Destination. The pilot can't just land in a random location and declare, "You have arrived." He must make proactive choices to reach a predetermined destination. Similarly, we need to choose our fiscal destination and work towards landing there, rather than reporting where we have landed. From a fiscal standpoint, the destination has to include a trade surplus ($600 billion), a modest budget surplus ($600 billion), and low unemployment (trade surplus of $600 billion is an implementable idea, and can result in adding 10 million jobs. The extra economic activity will result in increased tax revenues. In addition, effectively making the transition from sicknesscare to healthcare will help trim spending.
The Plan.
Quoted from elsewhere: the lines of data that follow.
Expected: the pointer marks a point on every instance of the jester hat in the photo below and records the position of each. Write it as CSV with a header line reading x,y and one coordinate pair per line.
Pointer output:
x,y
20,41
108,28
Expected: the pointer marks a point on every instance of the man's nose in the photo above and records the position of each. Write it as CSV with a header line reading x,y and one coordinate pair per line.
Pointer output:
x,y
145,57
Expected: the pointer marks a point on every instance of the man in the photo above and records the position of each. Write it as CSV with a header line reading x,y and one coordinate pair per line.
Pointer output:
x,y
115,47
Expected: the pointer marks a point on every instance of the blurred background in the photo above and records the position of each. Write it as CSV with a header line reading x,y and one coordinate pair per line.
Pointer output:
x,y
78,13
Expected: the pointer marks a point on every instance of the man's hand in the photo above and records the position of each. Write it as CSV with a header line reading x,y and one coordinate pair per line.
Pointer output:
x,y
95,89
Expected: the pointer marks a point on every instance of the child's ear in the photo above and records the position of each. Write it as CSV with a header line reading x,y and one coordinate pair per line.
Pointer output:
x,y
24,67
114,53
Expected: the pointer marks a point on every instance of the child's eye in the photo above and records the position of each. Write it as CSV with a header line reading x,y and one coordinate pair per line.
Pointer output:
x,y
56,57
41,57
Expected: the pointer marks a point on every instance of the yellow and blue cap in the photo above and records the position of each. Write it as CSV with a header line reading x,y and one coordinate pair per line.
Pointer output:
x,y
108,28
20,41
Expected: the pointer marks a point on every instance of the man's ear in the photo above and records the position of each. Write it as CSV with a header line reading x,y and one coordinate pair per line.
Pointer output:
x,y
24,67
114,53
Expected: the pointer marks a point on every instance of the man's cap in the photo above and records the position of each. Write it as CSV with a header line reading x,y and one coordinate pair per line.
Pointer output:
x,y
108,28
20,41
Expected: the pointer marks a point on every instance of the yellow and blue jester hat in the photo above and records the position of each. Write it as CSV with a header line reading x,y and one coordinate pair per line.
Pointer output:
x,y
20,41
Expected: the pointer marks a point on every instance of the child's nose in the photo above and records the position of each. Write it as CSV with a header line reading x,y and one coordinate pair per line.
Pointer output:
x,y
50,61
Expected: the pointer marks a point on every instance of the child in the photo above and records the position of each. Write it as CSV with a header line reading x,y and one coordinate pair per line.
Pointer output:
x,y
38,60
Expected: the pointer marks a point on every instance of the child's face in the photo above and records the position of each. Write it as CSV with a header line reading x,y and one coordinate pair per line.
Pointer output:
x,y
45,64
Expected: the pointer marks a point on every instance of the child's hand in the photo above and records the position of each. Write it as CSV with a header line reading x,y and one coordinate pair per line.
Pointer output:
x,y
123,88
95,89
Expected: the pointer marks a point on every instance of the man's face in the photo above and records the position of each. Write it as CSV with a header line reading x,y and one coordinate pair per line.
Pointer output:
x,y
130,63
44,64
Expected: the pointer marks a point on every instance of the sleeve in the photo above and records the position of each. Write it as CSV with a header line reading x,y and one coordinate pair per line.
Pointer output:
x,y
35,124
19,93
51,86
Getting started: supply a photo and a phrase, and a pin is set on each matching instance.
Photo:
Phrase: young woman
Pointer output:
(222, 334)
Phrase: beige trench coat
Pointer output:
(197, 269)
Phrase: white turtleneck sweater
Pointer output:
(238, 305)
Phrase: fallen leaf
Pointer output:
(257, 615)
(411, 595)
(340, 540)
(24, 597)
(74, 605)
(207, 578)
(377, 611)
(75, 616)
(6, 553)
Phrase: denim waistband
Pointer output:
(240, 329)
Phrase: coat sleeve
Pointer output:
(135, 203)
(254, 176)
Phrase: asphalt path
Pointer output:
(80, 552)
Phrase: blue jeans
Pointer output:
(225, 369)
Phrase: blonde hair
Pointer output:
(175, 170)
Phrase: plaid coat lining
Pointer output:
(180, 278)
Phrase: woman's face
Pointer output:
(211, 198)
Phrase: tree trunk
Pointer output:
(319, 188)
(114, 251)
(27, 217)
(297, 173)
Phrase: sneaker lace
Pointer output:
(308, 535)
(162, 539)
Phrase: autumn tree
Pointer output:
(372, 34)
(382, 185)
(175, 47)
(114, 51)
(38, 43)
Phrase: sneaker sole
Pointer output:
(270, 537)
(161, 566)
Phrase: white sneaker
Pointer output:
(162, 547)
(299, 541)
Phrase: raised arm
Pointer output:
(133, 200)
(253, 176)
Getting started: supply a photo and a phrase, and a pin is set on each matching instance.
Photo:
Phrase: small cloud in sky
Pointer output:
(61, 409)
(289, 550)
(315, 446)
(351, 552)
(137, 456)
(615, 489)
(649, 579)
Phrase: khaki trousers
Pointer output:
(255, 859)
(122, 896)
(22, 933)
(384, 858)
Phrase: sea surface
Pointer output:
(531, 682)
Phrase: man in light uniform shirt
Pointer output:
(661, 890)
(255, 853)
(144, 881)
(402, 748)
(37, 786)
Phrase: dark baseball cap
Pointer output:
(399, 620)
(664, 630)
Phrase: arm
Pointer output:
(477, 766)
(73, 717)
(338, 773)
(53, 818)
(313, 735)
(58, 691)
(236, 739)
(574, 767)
The pilot doesn't take off until he has a clear flight plan, and he can understand how it will take him from the starting point to the destination. Similarly, the government needs a plan that will get us there. Unlimited quantitative easing until the economy improves is no plan. While monetary and fiscal policy instruments (interest rates, money supply) are necessary, they will not suffice. After all, trade surplus, budget surplus, and unemployment are greatly determined by the economic activity of individuals and corporations. So there must be economic activity policy variables available to influence them directly.
Course Correction. As we mentioned above, the pilot knows that he is going to be off 95% of the time. He expects variation from plan, and deals with it. There is a cockpit full of tools that tell him where he is, relative to where he should be. He has knowledge and judgment to bridge that gap. He then reads those measurements and uses this knowledge to course-correct throughout the journey. He is not waiting for some deadline (for example, the end of a quarter) to decide what to do. Similarly, our leaders need to expect fiscal variation, and not freeze in surprise each time there is a variation. Just like the pilot makes a calm assessment and operates the right levers, we need to make a calm assessment and fine-tune the right set of policy variables.
Unless systems are in place to address each of these critical variables, even if we escape this fiscal cliff, we will continue to face dangers of fiscal cliffs in the future. Further, the biggest legacy President Obama can leave behind is leaving such a system behind for all future Americans, rather than just crossing this fiscal cliff.